O Alandroal tem 6187 habitantes, um funcionário municipal por cada 28 habitantes e 4525 euros de dívida acumulada por habitante, nos últimos dez anos. O Alandroal é Portugal.

Miguel Sousa Tavares (www.expresso.pt)
0:00 Quinta feira, 28 de outubro de 2010

1 Sejam bem-vindos ao Alandroal. Um concelho alentejano lindíssimo e de que recomendo a vila de Terena e uma visita ao seu castelo. Agora, alguns dados sobre o Alandroal: o concelho tinha, no censo de 2006, exactamente 6187 almas (infelizmente, é provável que o número tenha diminuído e não aumentado). Para assistir devidamente os seus 6187 habitantes, o concelho tem nada menos do que dezasseis freguesias e a Câmara Municipal emprega 220 funcionários, mais a vereação - ou seja, um funcionário camarário para cada 28 habitantes. Para poder alimentar este exército camarário seria de supor que a Câmara gozasse de uma privilegiada situação a nível de receitas. Não, infelizmente: segundo nos informa o "Diário de Notícias", o município sobrevive "praticamente sem receitas próprias", que não as que recebe das transferências do Orçamento do Estado. Uma visita à terra mostra-nos porquê e explica-nos que há bens que vêm por mal: lá isolado, em plena planície, longe da costa e de Alquevas, o município não pode acrescentar às verbas do OE as que resultariam do imposto municipal sobre imóveis referente a urbanizações e aldeamentos turísticos, marinas e campos de golfe que não tem. O Alandroal está assim preservado dos PIN e do desvario urbanístico e paga por isso um preço, pois que a lógica do ordenamento do território em vigor estabelece que quem mais constrói, quem mais construção autoriza, mais dinheiro tem.

O Alandroal vive, pois, exclusivamente à custa dos contribuintes. Note-se: não são os habitantes (que, esses gozam de outros apoios sociais): é o próprio concelho. Ora, isto é meio caminho andado para a desgraça e para a irresponsabilidade: é sabido que quem vive de gastar o que não tem, não lhe dá o devido valor. Não admira, pois, que, entre 2001 e 2009 e ao ritmo de três milhões por ano, o concelho tenha acumulado uma dívida de 28 milhões de euros (4525 por habitante, a acrescer aos cerca de 13.000 que cada português deve em nome da República). Em 2008, o município, liderado por um socialista, excedeu em dois milhões os limites de endividamento fixados na lei, e, em 2009, ano de eleições autárquicas, triplicou a derrapagem, ultrapassando em mais seis milhões os limites legais de endividamento. Chegou agora a factura: conforme estabelecido, a lei penaliza o seu endividamento além dos limites, cortando-lhe 10% nas transferências do OE. O novo presidente da Câmara queixa-se, e com razão, de "estarem a ser penalizados por decisões tomadas no passado". E queixa-se, sem razão, de que, se o Governo aplicar a lei, não terá dinheiro para pagar os subsídios de Natal à sua legião de funcionários. E não vê outra solução que não a de cortar no "que não é fundamental: iluminações de Natal, festas, horas extraordinárias e ajudas de custo". Realmente, pensando que temos mais de 300 municípios e alguns deles na mesma situação do Alandroal, também não vejo outra solução... Só não percebo é por que razão foi preciso esperar até quase ao final do ano para se darem conta... das contas. E, francamente, custa-me a entender como é que, com um funcionário por cada 28 habitantes, ainda é necessário pagar horas extraordinárias, e como é que, com 4525 euros de dívida pesando nas costas de cada munícipe, ainda sobra dinheiro para festas.

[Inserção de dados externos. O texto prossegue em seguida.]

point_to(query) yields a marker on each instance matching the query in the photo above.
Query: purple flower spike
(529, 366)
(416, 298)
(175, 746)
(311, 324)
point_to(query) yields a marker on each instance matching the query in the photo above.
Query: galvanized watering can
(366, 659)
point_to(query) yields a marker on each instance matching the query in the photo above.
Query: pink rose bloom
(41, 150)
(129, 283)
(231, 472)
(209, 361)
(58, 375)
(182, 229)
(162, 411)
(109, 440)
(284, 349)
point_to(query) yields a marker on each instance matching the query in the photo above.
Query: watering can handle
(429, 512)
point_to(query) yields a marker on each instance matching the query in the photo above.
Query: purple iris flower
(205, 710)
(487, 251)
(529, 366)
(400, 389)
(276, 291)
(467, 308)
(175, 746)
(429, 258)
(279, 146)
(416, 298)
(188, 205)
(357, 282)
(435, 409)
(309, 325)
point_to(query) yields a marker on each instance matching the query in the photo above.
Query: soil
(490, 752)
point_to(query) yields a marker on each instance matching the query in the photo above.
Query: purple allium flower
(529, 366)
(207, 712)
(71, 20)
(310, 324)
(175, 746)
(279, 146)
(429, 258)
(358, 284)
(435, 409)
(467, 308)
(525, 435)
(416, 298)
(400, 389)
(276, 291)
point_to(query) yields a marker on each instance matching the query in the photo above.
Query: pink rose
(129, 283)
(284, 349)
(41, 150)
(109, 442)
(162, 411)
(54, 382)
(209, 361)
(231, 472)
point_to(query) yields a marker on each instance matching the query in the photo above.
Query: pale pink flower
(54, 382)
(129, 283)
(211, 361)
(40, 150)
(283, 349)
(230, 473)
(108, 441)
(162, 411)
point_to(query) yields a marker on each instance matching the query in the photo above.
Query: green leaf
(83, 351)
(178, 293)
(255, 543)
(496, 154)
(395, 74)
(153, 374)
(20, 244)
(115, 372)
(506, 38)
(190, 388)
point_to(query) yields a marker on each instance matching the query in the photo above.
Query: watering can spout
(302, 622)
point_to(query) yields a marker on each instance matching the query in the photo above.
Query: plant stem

Se quer saber como é que chegámos onde chegámos, à iminência da bancarrota, é fácil: o Alandroal é Portugal.

2 Revolta nos magistrados: o OE vai-lhes reduzir em 20% o extraordinário subsídio de renda de casa - e isto depois de uma ameaça, não concretizada e que lhes seria bem mais onerosa, de passar a taxar o dito subsídio no IRS, à semelhança do que sucede com todas as remunerações complementares de todos os outros trabalhadores do país.

Apreensão nas forças de segurança (PSP e GNR): será que vão perder coisas como o subsídio de esquadra e o de patrulha, o de turno e o do chefia, pagos mesmo quando estão de baixa?

Pânico entre os atletas de alta competição: os prémios recebidos do Estado por medalhas internacionais podem também vir a pagar IRS.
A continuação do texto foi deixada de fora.